Researchers from the Brigham and Women’s Hospital have developed a deep-learning based algorithm that can accurately predict the origin of primary tumors based on imaging data.
Although the origin of most primary tumors is known, in around 1-2% of cancer cases where multiple tumors are present at diagnosis it is difficult to know where the cancer originated. This can be problematic, as most treatments are aimed at primary tumors and these patients often have a poor prognosis and only survive for a few months.
Normally, the only option for such patients is to undergo multiple diagnostic biopsy and lab tests, which can delay crucial treatments. To try and simplify diagnosis in these cases, Faisal Mahmood, Ph.D., a research group leader at the Brigham and an assistant professor at Harvard Medical School, and his team developed an artificial-intelligence based algorithm to help locate the origin of primary tumors.
Even in low-resource settings, it is common practice for histology slides of tumor samples to be produced for diagnostic purposes. Mahmood and colleagues used these images to train their deep learning algorithm to accurately predict the location of a patients primary tumor. Deep learning is a form of AI that is designed to learn and improve its performance over time when exposed to data relevant to its purpose, in this case the slide images.
“Almost every patient that has a cancer diagnosis has a histology slide, which has been the diagnostic standard for over a hundred years,” says Mahmood, who is lead author on the paper describing the work, which is published in the journal Nature.
“Our work provides a way to leverage universally acquired data and the power of artificial intelligence to improve diagnosis for these complicated cases that typically require extensive diagnostic work-ups.”
The Tumor Origin Assessment via Deep Learning algorithm developed by Mahmood and team is designed to identify whether a tumor is primary or metastatic and predict where it originated in the body.
Before testing it on patient data, the researchers first trained the model using slide images from 22,000 patients with cancer, followed by images from 6,500 cases with a known location of their primary tumor. They also ran images from increasingly complex metastatic cases through the algorithm to ensure it was adequately trained to detect the location of primary tumors in patients where this is unknown.
The model was 83% accurate at identifying the correct primary cancer in the group where the primary tumor origin was known and the correct diagnosis was in the top three options selected by the algorithm 96% of the time.
In 317 cancer cases where the primary tumor location was unknown, the algorithm agreed with a differential diagnosis given by a pathologist 61% of the time and the diagnosis was in the top three computer-selected options 82% of the time.
The accuracy of the system was comparable to some recent research using genomic data to predict tumor origins, but as the researchers point out, genomic data is only an option in some clinical settings at the present time.
“The top predictions from the model can accelerate diagnosis and subsequent treatment by reducing the number of ancillary tests that need to be ordered, reducing additional tissue sampling, and the overall time required to diagnose patients, which can be long and stressful,” Mahmood said.

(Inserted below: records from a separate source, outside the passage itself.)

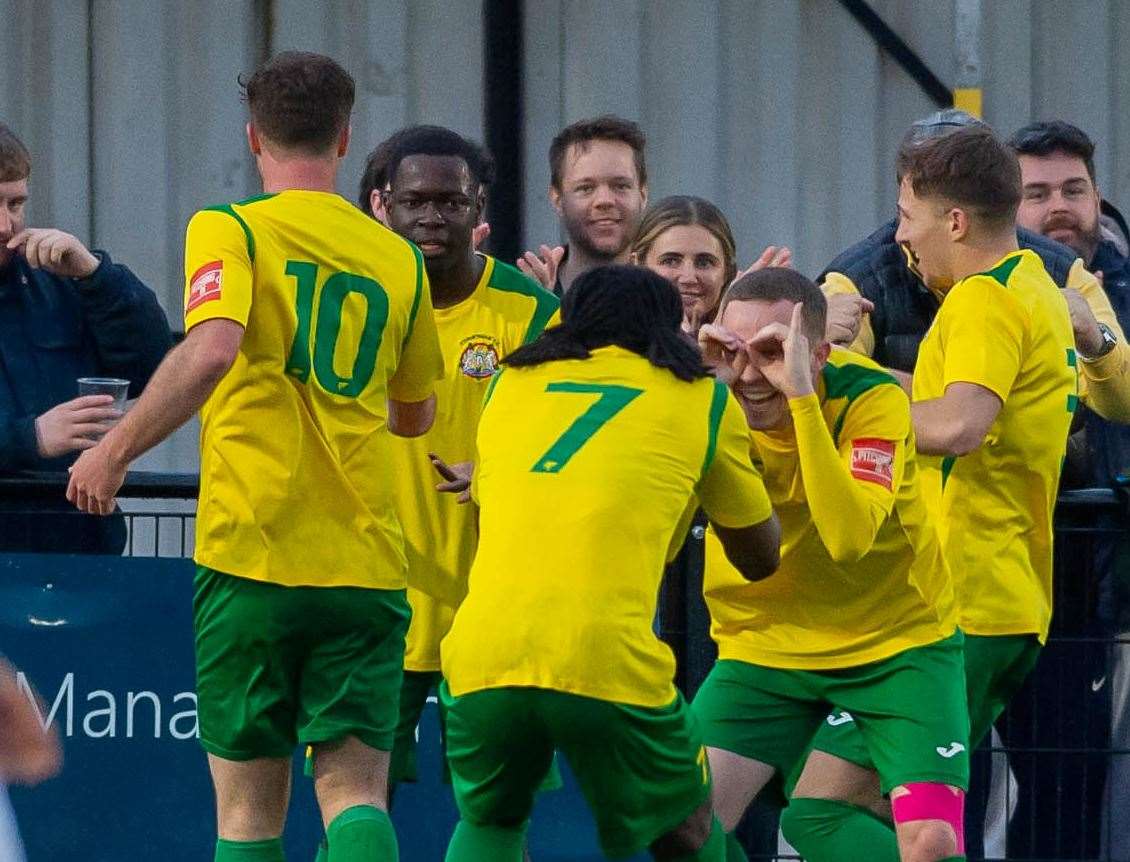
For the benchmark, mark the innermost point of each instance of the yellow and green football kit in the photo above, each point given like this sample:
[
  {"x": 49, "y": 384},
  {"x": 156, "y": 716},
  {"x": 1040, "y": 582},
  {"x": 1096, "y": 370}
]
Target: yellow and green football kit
[
  {"x": 1104, "y": 383},
  {"x": 585, "y": 471},
  {"x": 505, "y": 311},
  {"x": 861, "y": 610},
  {"x": 295, "y": 466},
  {"x": 1007, "y": 330}
]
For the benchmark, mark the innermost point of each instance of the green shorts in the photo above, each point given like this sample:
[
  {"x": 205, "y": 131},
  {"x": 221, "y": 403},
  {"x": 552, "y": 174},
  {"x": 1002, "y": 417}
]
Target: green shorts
[
  {"x": 280, "y": 665},
  {"x": 910, "y": 710},
  {"x": 414, "y": 696},
  {"x": 642, "y": 771},
  {"x": 996, "y": 667}
]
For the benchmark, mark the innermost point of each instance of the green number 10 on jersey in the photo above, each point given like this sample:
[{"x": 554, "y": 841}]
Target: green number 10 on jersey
[{"x": 320, "y": 355}]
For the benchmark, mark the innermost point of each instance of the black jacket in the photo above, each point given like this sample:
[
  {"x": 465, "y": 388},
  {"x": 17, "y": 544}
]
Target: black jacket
[
  {"x": 1109, "y": 443},
  {"x": 904, "y": 307},
  {"x": 52, "y": 331}
]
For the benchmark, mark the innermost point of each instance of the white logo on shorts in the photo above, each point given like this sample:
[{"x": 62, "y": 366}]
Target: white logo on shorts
[{"x": 955, "y": 748}]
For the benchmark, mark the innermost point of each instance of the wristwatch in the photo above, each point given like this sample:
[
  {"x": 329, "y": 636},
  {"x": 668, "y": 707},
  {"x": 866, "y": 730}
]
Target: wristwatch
[{"x": 1110, "y": 340}]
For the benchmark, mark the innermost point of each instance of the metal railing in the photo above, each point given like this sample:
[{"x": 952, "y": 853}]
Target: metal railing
[{"x": 1059, "y": 767}]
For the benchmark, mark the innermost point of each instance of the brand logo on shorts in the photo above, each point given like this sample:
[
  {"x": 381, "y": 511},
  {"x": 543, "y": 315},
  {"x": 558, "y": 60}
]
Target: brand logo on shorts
[
  {"x": 479, "y": 358},
  {"x": 205, "y": 284},
  {"x": 874, "y": 461},
  {"x": 954, "y": 750}
]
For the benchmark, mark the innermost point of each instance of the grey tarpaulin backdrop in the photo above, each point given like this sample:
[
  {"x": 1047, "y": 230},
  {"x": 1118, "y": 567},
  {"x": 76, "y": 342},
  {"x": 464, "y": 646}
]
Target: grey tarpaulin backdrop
[{"x": 784, "y": 112}]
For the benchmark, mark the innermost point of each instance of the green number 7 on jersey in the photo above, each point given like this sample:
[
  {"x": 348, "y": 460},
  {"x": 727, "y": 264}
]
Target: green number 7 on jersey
[{"x": 613, "y": 399}]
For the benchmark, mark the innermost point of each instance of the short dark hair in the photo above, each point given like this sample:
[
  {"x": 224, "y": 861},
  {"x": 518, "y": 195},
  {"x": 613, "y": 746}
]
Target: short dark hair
[
  {"x": 971, "y": 167},
  {"x": 773, "y": 284},
  {"x": 420, "y": 140},
  {"x": 15, "y": 160},
  {"x": 605, "y": 128},
  {"x": 627, "y": 306},
  {"x": 1054, "y": 136},
  {"x": 301, "y": 101},
  {"x": 436, "y": 140}
]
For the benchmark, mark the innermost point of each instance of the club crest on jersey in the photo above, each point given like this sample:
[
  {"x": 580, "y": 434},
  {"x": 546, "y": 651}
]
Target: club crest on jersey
[
  {"x": 205, "y": 284},
  {"x": 479, "y": 358},
  {"x": 874, "y": 461}
]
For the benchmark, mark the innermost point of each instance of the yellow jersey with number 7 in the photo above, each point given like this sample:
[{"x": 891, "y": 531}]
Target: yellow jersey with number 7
[
  {"x": 295, "y": 453},
  {"x": 1007, "y": 330},
  {"x": 585, "y": 471}
]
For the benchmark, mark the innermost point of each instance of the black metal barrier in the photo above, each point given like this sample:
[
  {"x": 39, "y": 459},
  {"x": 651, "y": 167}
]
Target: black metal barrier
[{"x": 1052, "y": 784}]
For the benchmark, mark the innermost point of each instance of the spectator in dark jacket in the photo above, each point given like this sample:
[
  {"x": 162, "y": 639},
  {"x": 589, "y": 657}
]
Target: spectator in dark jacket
[
  {"x": 66, "y": 313},
  {"x": 1061, "y": 200}
]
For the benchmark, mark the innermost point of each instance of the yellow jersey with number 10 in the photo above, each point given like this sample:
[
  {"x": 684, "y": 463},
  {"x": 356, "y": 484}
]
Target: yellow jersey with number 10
[
  {"x": 585, "y": 470},
  {"x": 1009, "y": 331},
  {"x": 295, "y": 453}
]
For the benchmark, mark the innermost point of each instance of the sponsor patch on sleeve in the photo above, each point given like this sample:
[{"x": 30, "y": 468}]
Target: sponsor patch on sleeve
[
  {"x": 874, "y": 461},
  {"x": 206, "y": 284}
]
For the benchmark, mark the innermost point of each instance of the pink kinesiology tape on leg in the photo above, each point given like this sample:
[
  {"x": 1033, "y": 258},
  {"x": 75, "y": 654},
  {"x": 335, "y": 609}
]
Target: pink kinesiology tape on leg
[{"x": 931, "y": 801}]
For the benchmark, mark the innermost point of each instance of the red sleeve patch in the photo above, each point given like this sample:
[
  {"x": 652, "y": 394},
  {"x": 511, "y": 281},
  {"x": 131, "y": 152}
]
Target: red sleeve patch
[
  {"x": 205, "y": 285},
  {"x": 874, "y": 461}
]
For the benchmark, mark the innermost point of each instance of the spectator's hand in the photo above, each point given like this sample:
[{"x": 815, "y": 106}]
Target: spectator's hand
[
  {"x": 457, "y": 478},
  {"x": 479, "y": 234},
  {"x": 542, "y": 267},
  {"x": 772, "y": 257},
  {"x": 782, "y": 356},
  {"x": 845, "y": 313},
  {"x": 28, "y": 754},
  {"x": 95, "y": 479},
  {"x": 1088, "y": 338},
  {"x": 74, "y": 425},
  {"x": 57, "y": 252},
  {"x": 722, "y": 351}
]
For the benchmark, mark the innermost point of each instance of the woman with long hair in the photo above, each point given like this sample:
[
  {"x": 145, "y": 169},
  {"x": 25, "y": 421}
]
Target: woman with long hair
[{"x": 688, "y": 241}]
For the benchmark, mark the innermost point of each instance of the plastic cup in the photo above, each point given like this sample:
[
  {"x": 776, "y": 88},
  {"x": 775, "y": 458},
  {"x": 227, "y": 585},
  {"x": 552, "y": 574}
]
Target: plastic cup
[{"x": 114, "y": 386}]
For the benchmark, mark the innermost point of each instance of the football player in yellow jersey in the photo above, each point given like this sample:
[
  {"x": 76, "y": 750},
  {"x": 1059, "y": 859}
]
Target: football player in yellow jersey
[
  {"x": 905, "y": 301},
  {"x": 310, "y": 338},
  {"x": 861, "y": 612},
  {"x": 609, "y": 428},
  {"x": 484, "y": 308},
  {"x": 994, "y": 388}
]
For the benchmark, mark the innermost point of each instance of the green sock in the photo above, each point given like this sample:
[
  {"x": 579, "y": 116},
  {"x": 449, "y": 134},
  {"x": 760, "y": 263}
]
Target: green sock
[
  {"x": 269, "y": 850},
  {"x": 362, "y": 834},
  {"x": 733, "y": 850},
  {"x": 714, "y": 850},
  {"x": 486, "y": 844},
  {"x": 825, "y": 830}
]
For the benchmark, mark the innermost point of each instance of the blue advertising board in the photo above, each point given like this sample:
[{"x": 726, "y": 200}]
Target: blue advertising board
[{"x": 106, "y": 642}]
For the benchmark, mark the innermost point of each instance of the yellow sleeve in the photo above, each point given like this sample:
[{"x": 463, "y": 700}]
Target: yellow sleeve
[
  {"x": 731, "y": 492},
  {"x": 982, "y": 336},
  {"x": 217, "y": 268},
  {"x": 420, "y": 360},
  {"x": 852, "y": 492},
  {"x": 1104, "y": 384},
  {"x": 836, "y": 283}
]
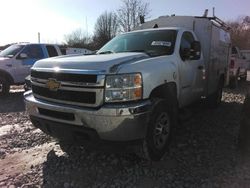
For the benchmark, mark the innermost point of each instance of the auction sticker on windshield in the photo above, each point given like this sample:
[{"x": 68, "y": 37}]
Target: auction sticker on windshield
[{"x": 161, "y": 43}]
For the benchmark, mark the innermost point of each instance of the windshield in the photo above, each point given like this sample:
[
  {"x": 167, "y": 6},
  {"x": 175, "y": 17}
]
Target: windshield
[
  {"x": 154, "y": 43},
  {"x": 11, "y": 51}
]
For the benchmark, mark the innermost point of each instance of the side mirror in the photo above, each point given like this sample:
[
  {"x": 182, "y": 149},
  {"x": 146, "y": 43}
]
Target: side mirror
[
  {"x": 195, "y": 52},
  {"x": 185, "y": 54},
  {"x": 23, "y": 56}
]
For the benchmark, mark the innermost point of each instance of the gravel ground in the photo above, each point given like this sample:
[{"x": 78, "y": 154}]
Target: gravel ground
[{"x": 203, "y": 153}]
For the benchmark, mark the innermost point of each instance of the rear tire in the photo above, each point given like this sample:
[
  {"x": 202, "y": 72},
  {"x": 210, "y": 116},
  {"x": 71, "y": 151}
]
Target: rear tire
[
  {"x": 4, "y": 86},
  {"x": 159, "y": 131},
  {"x": 214, "y": 100}
]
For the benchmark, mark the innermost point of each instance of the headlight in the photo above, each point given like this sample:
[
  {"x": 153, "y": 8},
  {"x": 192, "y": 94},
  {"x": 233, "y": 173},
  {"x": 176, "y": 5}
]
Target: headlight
[{"x": 123, "y": 87}]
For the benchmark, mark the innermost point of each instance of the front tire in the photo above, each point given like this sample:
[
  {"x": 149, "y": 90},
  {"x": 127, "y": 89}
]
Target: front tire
[
  {"x": 158, "y": 131},
  {"x": 4, "y": 86}
]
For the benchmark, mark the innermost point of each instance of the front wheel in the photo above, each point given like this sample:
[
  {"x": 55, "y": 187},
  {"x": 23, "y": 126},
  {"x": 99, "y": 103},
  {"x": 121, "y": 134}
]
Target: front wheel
[
  {"x": 4, "y": 86},
  {"x": 158, "y": 131}
]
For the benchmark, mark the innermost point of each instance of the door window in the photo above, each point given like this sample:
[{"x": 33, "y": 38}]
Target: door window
[
  {"x": 51, "y": 51},
  {"x": 33, "y": 51},
  {"x": 186, "y": 43}
]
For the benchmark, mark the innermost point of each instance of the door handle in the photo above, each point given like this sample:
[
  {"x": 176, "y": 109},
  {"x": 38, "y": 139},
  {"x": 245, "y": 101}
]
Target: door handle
[{"x": 200, "y": 67}]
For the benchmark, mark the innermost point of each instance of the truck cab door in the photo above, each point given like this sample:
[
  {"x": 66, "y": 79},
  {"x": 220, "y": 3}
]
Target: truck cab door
[
  {"x": 25, "y": 60},
  {"x": 192, "y": 69}
]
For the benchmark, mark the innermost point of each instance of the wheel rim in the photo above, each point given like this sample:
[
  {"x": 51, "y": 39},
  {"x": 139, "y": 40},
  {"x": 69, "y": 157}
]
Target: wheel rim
[{"x": 162, "y": 130}]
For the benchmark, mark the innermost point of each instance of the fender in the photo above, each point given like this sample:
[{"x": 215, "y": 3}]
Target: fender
[{"x": 7, "y": 75}]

“Top-three predictions can be used to guide pathologists next steps, and in low-resource settings where pathology expertise may not be available the top prediction could potentially be used to assign a differential diagnosis. This is only the first step in using whole-slide images for AI-assisted cancer origin prediction, and it’s a very exciting area with the potential to standardize and improve the diagnostic process.”